Another study done by Henri Weimerskirch concluded that there are only two ways to protect albatross from extinction: (1) prevent fisheries from operating in areas with a high concentration of breeding birds, or (2) adopt and impose measures of protection on fishing vessels. The study does not suggest that fishing should be completely restricted from all areas with high albatross populations; this extreme measure would eliminate any economically profitable activities in waters such as the Southern Ocean (Weimerskirch, 1997). The study shows the necessity to regulate fishery behavior, but raises concerns over the implementation and enforcement of such regulations.
The study recommends measures to reduce albatross mortality such as setting fishing lines at night and increasing the sinking rate of bait. Problems arise, however, due to the difficulty of monitoring and enforcing the practices of long line fisheries. Since long line fisheries usually operate outside the EEZ in international waters, implementation of new practices will likely take a long time and actual enforcement of these practices may be impossible. In addition, the conversion of banned drift-net vessels into long line fishing vessels will make enforcement of conservation even more complicated (Weimerskirch, 1997). In the absence of enforcement, the long line fisheries may have no incentive to change their behavior, as altering practices may be costly. Even if enforcement is possible, the question of who should be given authority to enforce laws in international territory is problematic.
Another recent study done by Nigel Brothers suggests that long line fisheries can, in fact, have economic incentive to adopt and comply with conservation measures. Brothers says that albatrosses cause huge annual losses for the Japanese southern bluefin tuna fishery. Since albatross interference causes a decrease in the total weight of tuna caught, the fishery suffers economic losses of roughly 7 million Australian dollars per year (Brothers, 1991). Furthermore, this estimation includes neither the economic losses of other fish species nor the losses from reduced operating efficiency of fishing vessels.

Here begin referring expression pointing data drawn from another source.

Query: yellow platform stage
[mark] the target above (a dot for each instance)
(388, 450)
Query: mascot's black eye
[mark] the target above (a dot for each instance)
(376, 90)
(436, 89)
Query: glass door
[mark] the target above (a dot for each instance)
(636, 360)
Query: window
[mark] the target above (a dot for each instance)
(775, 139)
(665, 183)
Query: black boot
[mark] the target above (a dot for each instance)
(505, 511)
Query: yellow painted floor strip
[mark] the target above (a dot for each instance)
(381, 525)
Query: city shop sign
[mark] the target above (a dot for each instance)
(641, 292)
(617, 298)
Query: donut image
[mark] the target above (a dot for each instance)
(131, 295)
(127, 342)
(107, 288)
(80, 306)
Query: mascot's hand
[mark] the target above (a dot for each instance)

Brothers' study tests the use of fishing techniques aimed to protect the albatross. He finds that using a streamer line to keep albatross away from bait is an attractive measure: annual bait loss is reduced by 69%, the fishery saves an annual 4.9 million Australian dollars, and the fishery preserves the lives of 30,300 albatrosses per year (Brothers, 1991). In addition to using streamer lines to reduce albatross interference, fisheries can save money by improving the rate at which baits sink. By adding more weight to branches of the lines, the bait sinks faster and the albatross have less opportunity to feed on bait. Improving bait- throwing efficiency through mechanization or through education of crew members is also shown to deter birds from fishing vessels (Brothers, 1991). Using these methods will greatly decrease the incentive for albatrosses to follow vessels, and, consequently, will substantially reduce economic losses for fisheries. Working to conserve the albatrosses may be economically attractive for fisheries. If fisheries willingly apply measures of conservation on their vessels, then the need to monitor and enforce regulations may disappear.
The studies all agree that new measures to conserve albatrosses are necessary. Since long line fisheries directly affect the birds, regulations to alter fishery practices must be updated. It seems that fisheries can change their practices relatively easily and without great economic costs.